An iconic Dalí-esque landscape stretches back into a distant horizon, replete with trees and mountains. Birds fly above. And midway in the composition, to Dayan’s right, stands a lone Angel in the desert, hands held forth.
The etching is hand-signed and bears the edition designation EA, an Artist’s Proof (Epreuve d'Artiste) of the very small limited edition of only 154 pieces on three paper types, with additional proofs. The tirage on Rives paper in sanguine ink consisted of only 100 etchings, of which this is an artist’s proof.
The artwork has been personally hand-signed by Dalí, lower right margin, in pencil. EA is written, lower left margin, also in pencil.
The work has been freshly framed and comes ready for display in a custom black gallery-style frame, with the artwork showcased within crisp white matting with a bright red-core, chosen to highlight the ink color of the etching. The framed size measures 16-3/4” in height x 12-1/2” width x 1” depth.

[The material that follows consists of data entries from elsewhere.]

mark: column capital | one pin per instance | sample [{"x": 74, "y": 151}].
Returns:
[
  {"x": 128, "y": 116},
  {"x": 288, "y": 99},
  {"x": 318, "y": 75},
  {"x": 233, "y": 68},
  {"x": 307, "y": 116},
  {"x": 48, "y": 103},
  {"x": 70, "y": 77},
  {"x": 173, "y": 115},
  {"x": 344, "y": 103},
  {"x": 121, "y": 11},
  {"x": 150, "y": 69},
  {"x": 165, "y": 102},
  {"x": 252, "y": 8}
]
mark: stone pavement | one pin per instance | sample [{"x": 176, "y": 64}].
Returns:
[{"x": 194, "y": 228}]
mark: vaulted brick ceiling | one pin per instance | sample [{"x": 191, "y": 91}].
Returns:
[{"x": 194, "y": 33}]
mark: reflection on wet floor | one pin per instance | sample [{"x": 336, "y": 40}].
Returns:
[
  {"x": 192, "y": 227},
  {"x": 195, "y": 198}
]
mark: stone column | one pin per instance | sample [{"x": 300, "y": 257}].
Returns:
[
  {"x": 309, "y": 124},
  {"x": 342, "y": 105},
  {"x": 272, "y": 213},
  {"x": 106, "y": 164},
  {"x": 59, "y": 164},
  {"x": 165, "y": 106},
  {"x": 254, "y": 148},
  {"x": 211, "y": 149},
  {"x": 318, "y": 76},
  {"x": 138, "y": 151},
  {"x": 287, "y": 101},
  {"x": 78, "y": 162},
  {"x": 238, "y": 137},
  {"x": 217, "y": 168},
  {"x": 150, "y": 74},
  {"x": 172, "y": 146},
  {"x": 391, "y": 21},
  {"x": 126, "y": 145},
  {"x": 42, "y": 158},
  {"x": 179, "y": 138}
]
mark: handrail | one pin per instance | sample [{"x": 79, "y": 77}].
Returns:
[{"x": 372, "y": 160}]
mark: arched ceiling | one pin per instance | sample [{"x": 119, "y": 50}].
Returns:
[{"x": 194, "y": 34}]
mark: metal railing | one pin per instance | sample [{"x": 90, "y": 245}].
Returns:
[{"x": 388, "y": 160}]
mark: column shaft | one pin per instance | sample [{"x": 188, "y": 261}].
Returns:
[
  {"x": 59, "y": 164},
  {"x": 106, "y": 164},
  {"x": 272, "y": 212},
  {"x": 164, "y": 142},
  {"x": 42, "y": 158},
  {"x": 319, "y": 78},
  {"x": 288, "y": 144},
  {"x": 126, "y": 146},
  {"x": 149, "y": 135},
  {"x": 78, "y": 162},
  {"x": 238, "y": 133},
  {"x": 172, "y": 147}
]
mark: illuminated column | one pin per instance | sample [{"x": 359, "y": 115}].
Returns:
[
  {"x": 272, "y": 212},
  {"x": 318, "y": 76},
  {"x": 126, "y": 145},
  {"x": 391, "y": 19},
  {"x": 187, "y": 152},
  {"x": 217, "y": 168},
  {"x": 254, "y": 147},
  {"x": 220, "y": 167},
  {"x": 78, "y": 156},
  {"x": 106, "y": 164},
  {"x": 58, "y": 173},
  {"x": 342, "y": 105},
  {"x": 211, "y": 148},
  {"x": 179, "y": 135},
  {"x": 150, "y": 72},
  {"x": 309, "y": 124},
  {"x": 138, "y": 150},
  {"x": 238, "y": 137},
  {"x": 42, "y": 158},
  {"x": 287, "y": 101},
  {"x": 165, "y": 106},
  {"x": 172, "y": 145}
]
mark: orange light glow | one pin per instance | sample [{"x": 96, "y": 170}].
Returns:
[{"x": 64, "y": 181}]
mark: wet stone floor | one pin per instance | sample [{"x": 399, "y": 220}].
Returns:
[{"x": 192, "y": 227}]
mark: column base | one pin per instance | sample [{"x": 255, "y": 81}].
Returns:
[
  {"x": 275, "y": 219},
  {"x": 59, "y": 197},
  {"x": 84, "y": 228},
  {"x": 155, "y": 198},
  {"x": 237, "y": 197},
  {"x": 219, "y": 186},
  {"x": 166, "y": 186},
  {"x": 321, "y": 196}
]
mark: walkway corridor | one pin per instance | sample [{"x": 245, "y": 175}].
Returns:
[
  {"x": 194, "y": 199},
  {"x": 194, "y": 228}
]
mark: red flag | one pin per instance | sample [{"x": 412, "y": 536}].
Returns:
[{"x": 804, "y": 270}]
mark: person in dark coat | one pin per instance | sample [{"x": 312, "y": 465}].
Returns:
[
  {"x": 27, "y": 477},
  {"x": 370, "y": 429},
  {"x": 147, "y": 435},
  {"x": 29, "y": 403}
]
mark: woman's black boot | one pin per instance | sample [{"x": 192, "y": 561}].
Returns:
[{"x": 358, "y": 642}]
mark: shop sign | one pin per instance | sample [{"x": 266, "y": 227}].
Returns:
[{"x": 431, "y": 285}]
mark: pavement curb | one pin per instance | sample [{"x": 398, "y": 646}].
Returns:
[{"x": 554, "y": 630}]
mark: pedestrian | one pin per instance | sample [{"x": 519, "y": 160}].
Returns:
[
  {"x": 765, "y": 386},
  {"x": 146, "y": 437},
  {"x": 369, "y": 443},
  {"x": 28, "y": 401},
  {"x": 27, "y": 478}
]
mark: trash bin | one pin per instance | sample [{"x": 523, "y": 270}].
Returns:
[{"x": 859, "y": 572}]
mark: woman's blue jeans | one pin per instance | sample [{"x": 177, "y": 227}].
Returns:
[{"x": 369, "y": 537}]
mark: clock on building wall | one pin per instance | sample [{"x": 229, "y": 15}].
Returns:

Catalogued in Dalí expert Albert Field's authoritative Official Catalog of The Graphic Works of Salvador Dalí, Reference 68-8, C, page 76; this original etching of Moshe Dayan was created by Atelier Rigal, Paris, in sanguine ink on Rives paper, and published by Jean Schneider, Basel.
Dali historian, Paul Chimera, who worked directly with the original Dali Museum, writes of this iconic suite: "Perhaps it took a great man like Salvador Dali to 'know' great men – or at least artfully depict them in various mediums.”
The artwork comes accompanied by a certificate of authenticity.
Artist bio:
Salvador Dalí, born Salvador Domingo Felipe Jacinto Dalí i Domènech, (1904-1989) was a prominent artist born in Figueres, Spain, in the foothills of the Pyrenees, sixteen miles from the French border, in Catalonia. Dalí's expansive artistic repertoire included film, sculpture, and photography, in collaboration with a range of artists in a variety of media, and he is best known for his surrealist work, including his most well-known painting, The Persistence of Memory. Highly imaginative, Dalí attributed his "love of everything that is gilded and excessive, my passion for luxury and my love of oriental clothes" to an ancestry of descent from the medieval Moors. His individualistic nature and resistance to conformity made waves, including among his colleagues. In 1934, when Dalí was subjected to a "trial", in which he was formally expelled from the Surrealist group, Dalí retorted, "le Surrealisme c'est moi": "I myself am surrealism".